CI Police, E13: Full Transcript

Updated: Jul 4



How do you get all the divisions, teams, employees and projects in a company to follow a company-wide requirement? You can email everyone, but good luck getting them to read it. You can talk to everybody individually, if you have unlimited free time on your hands.


Last year, Roy Sommer and his team members decided they needed a better way. So they founded CI Police.


You can also listen to this episode on Apple podcast, Spotify, Google or on Wix Engineering site. And you can also read the full episode here:

HACK I


On February 9th, 2021, a bug bounty hunter named Alex Birsan published an article online. Its title: “How I Hacked Into Apple, Microsoft and Dozens of Other Companies.”


And according to his article, it took him less than a day for his first attacks to actually succeed.


Roy Sommer is a Development Team Lead at Wix. He came across the article for the same reason everybody else did: because it threatened his entire company. The hack Birsan was describing was tailor-made for software giants like Apple, Microsoft and Wix, and it would allow an attacker to…


Basically run any code on your machine - any code. Like if they wanted to copy files, they could copy files. If they wanted to encrypt or delete anything - they could do that. If they wanted to steal secrets from the RAM of your machine or your file system, your RSA identities, your SSH identities or any other secret or key, they could do that.


Basically, with this vulnerability, a hacker could do whatever they wanted to the biggest tech companies in the world.


Luckily, Birsan himself was a white hat. He had no intention of using his zero-day for malicious purposes. But that wasn’t going to stop any other hacker anywhere else in the world, who now had a blueprint for how to crack the most lucrative targets they could imagine.


And so a race started. In one lane: any hacker in the world with even a modest amount of technical skill. In the other lane: Wix and others like them, who had to fix all their systems, company-wide, before it was too late.


I know who I’d be betting on. Hackers are crude but they’re fast. By contrast, making any large-scale changes at a multinational corporation takes forever--just think about the dozens, probably hundreds of people you have to involve in the process.

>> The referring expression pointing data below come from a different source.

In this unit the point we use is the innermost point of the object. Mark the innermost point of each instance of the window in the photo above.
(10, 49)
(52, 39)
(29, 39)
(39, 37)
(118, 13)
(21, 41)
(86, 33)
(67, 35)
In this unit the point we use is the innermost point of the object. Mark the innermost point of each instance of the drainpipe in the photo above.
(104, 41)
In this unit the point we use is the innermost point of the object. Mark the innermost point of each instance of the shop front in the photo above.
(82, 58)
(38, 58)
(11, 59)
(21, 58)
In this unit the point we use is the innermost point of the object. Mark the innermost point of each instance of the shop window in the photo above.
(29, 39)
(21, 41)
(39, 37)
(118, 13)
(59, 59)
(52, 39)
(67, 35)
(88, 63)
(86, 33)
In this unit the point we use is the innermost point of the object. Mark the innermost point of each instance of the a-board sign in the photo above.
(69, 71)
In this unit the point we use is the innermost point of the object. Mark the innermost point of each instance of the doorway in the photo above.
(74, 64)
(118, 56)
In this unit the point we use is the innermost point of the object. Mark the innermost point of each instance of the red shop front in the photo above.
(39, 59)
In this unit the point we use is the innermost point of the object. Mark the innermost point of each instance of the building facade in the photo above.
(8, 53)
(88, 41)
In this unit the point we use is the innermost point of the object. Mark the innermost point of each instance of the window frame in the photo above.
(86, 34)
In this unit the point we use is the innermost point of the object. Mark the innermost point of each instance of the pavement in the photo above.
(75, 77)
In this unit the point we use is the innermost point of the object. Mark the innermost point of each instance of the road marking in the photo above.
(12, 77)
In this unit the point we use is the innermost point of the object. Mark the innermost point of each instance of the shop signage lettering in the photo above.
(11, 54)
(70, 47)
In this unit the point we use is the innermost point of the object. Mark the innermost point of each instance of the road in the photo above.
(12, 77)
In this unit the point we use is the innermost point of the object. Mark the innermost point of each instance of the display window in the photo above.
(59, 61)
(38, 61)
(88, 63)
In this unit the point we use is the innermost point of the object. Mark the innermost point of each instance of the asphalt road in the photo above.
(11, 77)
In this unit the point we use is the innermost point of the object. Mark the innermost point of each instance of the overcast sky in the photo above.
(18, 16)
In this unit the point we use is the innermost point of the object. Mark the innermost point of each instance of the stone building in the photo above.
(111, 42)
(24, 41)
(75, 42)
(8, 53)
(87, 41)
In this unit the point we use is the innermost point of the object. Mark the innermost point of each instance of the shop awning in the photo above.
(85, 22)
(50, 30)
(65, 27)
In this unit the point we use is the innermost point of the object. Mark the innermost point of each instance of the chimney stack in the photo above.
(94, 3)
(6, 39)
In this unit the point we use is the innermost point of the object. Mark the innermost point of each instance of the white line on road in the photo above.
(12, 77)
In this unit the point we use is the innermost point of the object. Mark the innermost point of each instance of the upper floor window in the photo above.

Fortunately, Wix had one secret weapon in their arsenal. A weapon with Black hair and Green Eyes, who’s never done a podcast before.


Roy: [Sigh] Sorry. I don’t know if you can tell, but I’m a little bit nervous. Just a little bit.



PROBLEM: WIX GROWTH


Months earlier, when Roy started working on a new project, he didn’t realize it was one day going to help the company avoid a major cybersecurity incident. Instead, he’d set out to solve a much broader issue.


Interviewer: What was it like to make a technical decision across a company with as many developers as Wix has?


Roy: It’s a very good question and Wix is a good case study for that. Because Wix is an example of a company that grew rapidly from a relatively small one just a few years back to what it is today. Which is a large company, a rather large company with about 6,000 employees. So making decisions back then was easier because you would just – you would know everyone. You would just go up to them and you would ask them to do certain things.


But then as the company grew, this method did not scale as well, because now relaying those messages would take longer and having many different teams means that each individual team has their own priorities and their own features that they want to implement.


Coordinating between developers and teams became prohibitively difficult. With so many things happening at once, even getting the right message to the right people wasn’t easy.


Roy: Basically, we would have to chase them and ask them repeatedly to do what we wanted them to do.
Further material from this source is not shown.